I laughed. There were about a hundred reasons why I shouldn't be here right now, but none of them seemed to matter next to the one overwhelming reason why I should. We were alive, we were both alive, along with the people we loved. It seemed like a miracle.
"Yes, but I didn't think you were." Mircea preferred long and slow and sensual, or so I'd assumed based on limited past experience.
"I am familiar with a great many things, as I will be happy to—" He suddenly went still.

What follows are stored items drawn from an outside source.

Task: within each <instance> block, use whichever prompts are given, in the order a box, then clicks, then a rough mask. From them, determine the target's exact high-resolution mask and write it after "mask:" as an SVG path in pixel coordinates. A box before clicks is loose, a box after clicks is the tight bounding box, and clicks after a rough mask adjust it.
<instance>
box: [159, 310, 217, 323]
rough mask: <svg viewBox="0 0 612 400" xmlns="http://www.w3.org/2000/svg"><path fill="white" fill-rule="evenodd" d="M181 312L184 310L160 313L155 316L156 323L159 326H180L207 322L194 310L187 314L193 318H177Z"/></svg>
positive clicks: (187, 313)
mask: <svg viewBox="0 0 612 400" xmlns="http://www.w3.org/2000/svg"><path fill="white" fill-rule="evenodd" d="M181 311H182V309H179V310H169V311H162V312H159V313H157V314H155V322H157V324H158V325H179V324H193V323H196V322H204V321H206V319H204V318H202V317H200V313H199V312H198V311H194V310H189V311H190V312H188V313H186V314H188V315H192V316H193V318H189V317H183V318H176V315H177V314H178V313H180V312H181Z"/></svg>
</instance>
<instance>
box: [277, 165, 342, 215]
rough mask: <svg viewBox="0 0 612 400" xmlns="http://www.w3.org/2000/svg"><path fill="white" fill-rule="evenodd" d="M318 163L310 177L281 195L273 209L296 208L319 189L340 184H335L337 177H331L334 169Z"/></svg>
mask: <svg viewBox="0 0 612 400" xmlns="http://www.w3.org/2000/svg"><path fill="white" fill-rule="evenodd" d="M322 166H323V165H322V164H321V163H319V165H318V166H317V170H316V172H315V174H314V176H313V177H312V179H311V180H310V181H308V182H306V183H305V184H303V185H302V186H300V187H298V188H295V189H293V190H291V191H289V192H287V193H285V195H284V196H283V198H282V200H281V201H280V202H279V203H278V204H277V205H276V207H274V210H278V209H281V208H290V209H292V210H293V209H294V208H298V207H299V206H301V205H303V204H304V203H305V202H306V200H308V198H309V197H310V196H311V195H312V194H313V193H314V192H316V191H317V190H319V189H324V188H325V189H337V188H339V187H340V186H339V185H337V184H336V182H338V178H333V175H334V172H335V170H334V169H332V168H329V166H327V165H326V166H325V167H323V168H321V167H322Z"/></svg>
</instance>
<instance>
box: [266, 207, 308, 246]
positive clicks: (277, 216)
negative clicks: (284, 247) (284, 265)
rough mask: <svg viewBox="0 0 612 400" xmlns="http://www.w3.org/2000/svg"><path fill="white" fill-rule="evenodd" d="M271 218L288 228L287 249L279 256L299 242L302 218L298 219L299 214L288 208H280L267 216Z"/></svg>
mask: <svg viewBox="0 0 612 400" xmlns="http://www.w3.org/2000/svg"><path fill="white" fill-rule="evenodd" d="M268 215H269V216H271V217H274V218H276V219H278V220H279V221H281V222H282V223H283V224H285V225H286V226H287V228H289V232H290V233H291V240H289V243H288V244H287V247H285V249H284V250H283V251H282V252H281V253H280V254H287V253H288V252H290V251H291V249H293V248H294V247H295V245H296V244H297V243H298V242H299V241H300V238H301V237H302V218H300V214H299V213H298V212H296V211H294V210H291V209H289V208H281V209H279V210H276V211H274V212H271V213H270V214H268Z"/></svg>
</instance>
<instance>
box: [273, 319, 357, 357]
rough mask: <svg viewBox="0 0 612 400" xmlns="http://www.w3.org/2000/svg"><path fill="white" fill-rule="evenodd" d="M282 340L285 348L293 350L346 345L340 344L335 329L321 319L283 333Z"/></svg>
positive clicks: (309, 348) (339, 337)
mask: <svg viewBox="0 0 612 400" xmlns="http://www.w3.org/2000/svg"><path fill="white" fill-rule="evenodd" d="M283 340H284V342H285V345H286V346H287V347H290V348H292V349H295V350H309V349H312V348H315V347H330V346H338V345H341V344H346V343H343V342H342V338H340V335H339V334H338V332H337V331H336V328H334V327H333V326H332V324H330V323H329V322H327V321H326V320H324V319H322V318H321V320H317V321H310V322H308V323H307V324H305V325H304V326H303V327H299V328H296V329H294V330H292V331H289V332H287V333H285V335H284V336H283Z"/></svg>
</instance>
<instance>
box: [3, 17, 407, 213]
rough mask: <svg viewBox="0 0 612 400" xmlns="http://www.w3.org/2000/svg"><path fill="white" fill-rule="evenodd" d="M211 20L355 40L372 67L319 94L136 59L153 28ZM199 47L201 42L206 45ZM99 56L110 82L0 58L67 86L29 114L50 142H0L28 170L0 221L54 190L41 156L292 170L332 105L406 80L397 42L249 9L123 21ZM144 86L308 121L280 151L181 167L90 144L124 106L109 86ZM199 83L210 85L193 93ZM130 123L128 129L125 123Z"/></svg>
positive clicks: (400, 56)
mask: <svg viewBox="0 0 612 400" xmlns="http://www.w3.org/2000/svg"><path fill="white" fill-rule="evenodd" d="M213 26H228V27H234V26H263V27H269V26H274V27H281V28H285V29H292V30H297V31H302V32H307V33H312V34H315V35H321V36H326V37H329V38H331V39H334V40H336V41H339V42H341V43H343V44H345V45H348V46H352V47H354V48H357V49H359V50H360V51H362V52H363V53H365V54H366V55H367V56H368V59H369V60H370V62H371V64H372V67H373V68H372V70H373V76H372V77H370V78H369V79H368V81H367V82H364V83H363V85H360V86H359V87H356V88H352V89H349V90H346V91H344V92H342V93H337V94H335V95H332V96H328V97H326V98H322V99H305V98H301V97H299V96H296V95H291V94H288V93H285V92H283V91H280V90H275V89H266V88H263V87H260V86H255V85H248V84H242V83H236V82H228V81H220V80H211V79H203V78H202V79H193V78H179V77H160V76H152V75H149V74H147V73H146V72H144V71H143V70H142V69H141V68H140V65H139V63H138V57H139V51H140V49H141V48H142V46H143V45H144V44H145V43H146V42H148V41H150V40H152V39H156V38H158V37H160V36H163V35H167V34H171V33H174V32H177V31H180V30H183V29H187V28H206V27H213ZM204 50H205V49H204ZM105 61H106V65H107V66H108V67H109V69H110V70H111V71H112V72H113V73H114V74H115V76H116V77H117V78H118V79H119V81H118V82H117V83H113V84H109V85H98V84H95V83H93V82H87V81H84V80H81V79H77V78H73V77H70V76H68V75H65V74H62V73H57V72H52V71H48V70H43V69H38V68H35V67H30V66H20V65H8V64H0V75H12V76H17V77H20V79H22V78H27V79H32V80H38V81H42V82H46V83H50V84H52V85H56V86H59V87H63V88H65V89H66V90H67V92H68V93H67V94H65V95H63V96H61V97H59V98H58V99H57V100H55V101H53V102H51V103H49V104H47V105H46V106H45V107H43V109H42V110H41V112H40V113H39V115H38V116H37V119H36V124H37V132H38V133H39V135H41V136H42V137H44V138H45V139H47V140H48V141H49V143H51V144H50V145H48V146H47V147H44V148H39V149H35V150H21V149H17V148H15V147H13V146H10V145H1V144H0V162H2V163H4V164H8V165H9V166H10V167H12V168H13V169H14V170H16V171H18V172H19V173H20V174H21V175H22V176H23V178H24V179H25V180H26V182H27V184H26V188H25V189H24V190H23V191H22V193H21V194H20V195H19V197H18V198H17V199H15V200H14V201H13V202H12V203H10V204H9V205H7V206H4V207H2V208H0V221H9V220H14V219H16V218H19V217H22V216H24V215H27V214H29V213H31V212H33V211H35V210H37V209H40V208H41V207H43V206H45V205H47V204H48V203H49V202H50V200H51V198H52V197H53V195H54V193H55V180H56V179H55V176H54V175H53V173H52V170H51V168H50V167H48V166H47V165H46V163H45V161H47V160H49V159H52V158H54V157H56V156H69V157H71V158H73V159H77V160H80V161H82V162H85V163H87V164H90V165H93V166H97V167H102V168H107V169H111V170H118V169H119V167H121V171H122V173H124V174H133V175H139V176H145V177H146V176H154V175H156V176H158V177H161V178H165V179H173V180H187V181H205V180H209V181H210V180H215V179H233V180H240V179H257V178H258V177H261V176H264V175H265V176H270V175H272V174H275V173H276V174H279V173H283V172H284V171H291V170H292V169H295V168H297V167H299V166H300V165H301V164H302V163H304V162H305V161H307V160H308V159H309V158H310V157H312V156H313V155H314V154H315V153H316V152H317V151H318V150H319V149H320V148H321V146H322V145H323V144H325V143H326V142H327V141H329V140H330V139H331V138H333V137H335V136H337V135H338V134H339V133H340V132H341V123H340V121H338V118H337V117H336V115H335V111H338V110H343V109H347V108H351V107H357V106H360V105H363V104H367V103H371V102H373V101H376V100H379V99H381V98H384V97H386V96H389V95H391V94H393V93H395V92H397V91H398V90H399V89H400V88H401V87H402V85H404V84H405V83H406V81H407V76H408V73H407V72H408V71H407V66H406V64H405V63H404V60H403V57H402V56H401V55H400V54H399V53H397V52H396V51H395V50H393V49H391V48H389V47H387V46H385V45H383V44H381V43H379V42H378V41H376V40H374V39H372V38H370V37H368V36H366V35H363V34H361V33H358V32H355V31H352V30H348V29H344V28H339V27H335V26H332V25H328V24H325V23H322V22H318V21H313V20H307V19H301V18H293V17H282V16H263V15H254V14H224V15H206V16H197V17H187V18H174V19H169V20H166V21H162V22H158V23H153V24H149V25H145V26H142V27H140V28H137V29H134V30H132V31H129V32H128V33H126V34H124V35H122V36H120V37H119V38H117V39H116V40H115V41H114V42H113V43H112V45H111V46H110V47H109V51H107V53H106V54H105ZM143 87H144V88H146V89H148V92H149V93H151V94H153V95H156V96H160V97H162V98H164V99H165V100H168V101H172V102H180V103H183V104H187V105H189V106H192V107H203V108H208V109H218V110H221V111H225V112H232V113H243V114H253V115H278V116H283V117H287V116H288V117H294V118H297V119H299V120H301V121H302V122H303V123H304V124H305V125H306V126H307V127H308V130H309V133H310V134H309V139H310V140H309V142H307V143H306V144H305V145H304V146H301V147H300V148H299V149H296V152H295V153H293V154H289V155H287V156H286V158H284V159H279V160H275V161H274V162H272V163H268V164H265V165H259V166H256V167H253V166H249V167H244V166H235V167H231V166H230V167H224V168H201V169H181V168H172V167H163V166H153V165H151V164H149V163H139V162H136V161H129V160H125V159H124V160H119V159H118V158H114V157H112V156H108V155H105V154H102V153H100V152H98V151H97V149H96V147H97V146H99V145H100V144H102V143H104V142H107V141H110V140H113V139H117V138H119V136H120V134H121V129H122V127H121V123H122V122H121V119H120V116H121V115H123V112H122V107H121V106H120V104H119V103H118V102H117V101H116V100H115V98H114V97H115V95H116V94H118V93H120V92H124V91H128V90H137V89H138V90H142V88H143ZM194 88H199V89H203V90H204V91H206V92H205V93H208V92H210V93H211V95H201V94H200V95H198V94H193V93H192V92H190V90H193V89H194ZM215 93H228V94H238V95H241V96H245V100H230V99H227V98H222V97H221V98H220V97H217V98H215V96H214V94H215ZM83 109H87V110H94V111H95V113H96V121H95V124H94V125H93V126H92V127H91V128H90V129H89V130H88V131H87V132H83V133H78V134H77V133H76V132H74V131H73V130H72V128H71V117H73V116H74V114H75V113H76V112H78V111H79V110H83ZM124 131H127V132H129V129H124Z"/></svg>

His face had the distant look it got when he was communicating with other vampires long-distance. I didn't particularly understand how they did it; maybe it was merely better hearing, but I didn't think so. Like I didn't think I'd imagined his voice in my head in the clinic.
Mircea closed his eyes, his breath coming out in an irritated sigh. "This war is becoming very. . inconvenient," he said, and rolled off the bed.
"What is it?"
"I am being summoned," he told me, shedding his last item of clothing on the way to the bathroom. His voice had been light, but his muscles looked tense as he walked away.
He stepped into the shower but it was glass sided and he didn't bother to shut the bathroom door. The water turned his hair to black silk and molded it to the shape of his skull. More moisture collected on his high arched brows and dark lashes, before cascading down his cheekbones to wet his lips. Other tiny streams poured over his shoulders and chest in fascinating rivulets, before running down the hard muscles of his stomach and thighs to splash around his feet.
The steam started to obscure the view after a minute, but by then I'd ended up beside the shower door with a sheet wrapped around me. I wiped a hand across the glass so I could see his eyes. "When was the last time you had a day off?"
"Today. I was away from my duties on family business—until the disaster caused me to return early."